U-Pb zircon constraints on the age of the Cretaceous Mata Amarilla Formation, Southern Patagonia, Argentina: its relationship with the evolution of the Austral Basin
Abstract
Despite the abundant fossil content of the Mata Amarilla Formation (Southern Patagonia, Santa Cruz Province, Argentina), its age has always generated a considerable number of questions and debates. The chronological data provided by invertebrates, dinosaurs, fish, turtles, plesiosaurs and fossil flora are contradictory. In this work, twenty U–Pb spot analyses by laser ablation were carried out on the outer parts of the zoned zircon crystals from a tuff layer of the middle section of the Mata Amarilla Formation, yielding a U–Pb concordia age of 96.23 ± 0.71 Ma, which corresponds to the middle Cenomanian. The deposition of the lower section of the Mata Amarilla Formation marks the onset of the foreland stage of the Austral Basin (also known as Magallanes Basin); this transition is characterised by the west–east shift of the depositional systems, which is consistent with the progradation of the Cretaceous fold-and-thrust belt.
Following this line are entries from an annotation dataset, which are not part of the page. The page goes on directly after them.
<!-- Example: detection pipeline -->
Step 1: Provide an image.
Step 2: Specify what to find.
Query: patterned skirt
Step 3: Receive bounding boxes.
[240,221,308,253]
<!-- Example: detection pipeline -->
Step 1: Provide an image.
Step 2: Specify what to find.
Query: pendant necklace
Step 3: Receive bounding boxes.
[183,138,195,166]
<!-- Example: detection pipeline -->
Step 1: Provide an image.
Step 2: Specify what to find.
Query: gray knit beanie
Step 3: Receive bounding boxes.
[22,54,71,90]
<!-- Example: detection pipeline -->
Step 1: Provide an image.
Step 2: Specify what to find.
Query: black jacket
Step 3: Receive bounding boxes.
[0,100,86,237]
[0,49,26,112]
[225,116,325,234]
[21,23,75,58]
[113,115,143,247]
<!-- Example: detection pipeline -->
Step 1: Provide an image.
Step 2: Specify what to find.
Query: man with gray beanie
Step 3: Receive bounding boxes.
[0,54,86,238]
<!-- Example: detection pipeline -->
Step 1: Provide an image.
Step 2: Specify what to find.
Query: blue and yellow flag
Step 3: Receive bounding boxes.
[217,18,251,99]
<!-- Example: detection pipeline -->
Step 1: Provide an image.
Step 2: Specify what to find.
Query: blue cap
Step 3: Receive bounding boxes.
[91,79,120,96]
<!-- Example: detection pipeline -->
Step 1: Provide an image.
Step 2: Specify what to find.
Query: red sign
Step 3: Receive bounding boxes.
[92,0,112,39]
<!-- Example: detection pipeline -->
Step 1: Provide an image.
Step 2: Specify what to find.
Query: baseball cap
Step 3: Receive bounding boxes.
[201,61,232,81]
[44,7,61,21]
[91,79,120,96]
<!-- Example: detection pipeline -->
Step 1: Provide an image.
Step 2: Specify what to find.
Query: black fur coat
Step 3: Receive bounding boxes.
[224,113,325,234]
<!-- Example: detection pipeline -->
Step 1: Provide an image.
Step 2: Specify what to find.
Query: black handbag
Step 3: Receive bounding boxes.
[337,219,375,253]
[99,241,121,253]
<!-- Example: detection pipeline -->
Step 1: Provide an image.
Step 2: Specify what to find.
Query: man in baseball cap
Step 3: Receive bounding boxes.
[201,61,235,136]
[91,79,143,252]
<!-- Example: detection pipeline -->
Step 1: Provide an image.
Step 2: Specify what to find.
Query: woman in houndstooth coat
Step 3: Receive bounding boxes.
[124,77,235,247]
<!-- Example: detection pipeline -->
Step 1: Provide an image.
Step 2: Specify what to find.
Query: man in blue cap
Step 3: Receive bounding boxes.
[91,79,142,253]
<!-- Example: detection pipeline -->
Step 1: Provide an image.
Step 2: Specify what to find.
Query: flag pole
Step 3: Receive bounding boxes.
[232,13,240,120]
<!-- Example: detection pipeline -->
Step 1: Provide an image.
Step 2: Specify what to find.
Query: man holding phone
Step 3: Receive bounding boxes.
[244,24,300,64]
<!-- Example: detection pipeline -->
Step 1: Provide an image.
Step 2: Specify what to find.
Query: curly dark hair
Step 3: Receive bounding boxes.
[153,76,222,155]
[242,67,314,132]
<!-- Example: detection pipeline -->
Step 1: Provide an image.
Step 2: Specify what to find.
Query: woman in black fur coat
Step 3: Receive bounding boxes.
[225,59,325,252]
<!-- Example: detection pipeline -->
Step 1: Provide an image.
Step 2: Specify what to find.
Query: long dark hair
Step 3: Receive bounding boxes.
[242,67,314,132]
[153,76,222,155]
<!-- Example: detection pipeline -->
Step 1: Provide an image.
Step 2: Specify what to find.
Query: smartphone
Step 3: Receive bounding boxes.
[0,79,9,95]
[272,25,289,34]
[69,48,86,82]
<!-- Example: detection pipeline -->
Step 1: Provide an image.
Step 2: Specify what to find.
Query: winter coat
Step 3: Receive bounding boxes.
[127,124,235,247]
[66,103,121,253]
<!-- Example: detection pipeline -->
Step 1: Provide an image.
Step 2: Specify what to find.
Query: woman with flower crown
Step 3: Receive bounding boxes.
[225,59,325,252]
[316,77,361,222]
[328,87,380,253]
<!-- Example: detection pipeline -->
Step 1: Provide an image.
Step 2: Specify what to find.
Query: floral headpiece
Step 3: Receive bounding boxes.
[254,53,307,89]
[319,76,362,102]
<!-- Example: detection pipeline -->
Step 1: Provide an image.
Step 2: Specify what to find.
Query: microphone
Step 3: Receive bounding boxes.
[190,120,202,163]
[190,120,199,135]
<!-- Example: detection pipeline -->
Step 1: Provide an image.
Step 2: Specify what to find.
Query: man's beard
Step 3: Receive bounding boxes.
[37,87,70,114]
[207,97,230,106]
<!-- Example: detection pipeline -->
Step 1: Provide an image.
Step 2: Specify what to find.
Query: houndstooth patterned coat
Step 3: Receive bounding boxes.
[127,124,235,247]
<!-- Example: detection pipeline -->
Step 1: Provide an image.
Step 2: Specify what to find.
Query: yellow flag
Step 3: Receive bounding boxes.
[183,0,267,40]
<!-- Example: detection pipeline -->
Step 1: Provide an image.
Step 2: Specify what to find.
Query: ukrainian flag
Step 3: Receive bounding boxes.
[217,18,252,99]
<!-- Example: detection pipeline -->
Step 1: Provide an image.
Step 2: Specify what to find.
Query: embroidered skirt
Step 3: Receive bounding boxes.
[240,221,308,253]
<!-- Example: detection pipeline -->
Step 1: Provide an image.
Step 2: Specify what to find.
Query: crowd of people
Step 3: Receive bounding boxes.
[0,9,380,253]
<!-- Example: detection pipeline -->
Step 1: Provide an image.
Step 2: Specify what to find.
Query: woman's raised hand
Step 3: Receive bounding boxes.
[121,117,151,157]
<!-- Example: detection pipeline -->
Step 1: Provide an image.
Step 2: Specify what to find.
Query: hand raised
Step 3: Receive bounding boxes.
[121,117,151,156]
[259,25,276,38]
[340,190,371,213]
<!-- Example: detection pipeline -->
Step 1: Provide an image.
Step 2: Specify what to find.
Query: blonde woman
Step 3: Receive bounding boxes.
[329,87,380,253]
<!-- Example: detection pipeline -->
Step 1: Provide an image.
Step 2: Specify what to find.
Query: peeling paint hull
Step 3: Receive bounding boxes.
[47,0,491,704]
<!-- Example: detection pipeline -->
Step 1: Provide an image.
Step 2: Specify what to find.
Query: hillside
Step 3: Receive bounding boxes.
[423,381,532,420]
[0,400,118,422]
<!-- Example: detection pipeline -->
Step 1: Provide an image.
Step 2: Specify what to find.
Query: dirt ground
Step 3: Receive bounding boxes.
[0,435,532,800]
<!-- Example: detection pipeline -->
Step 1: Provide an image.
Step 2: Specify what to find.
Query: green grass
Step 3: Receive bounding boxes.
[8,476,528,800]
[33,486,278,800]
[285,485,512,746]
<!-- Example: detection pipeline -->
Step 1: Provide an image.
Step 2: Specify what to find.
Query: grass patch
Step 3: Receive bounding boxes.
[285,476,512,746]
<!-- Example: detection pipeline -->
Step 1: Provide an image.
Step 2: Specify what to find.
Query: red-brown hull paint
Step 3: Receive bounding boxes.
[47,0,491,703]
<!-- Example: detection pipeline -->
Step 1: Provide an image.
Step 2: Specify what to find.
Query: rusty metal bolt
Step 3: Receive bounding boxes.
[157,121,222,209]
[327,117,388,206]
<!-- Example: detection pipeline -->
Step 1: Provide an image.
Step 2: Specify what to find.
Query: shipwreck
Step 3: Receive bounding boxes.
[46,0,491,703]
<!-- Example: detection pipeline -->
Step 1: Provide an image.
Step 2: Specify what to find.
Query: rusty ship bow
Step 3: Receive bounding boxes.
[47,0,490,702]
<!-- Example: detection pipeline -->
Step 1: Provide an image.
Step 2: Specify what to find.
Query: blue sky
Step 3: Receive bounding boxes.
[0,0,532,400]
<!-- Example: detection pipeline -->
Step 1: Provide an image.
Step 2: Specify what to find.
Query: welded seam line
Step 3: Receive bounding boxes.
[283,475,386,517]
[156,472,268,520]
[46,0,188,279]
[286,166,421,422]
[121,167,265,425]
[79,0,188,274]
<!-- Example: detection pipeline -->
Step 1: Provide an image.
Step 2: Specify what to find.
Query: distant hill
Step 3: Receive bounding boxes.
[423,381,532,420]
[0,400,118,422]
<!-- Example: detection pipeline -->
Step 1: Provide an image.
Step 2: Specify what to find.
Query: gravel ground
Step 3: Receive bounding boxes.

Thus, the onset of the foreland stage could have occurred between the upper Albian and lower Cenomanian, as the underlying Piedra Clavada Formation is lower Albian in age. On comparing the data obtained with information from the Última Esperanza Province in Chile, it can be suggested that the initiation of the closure of the Rocas Verdes Marginal Basin occurred simultaneously.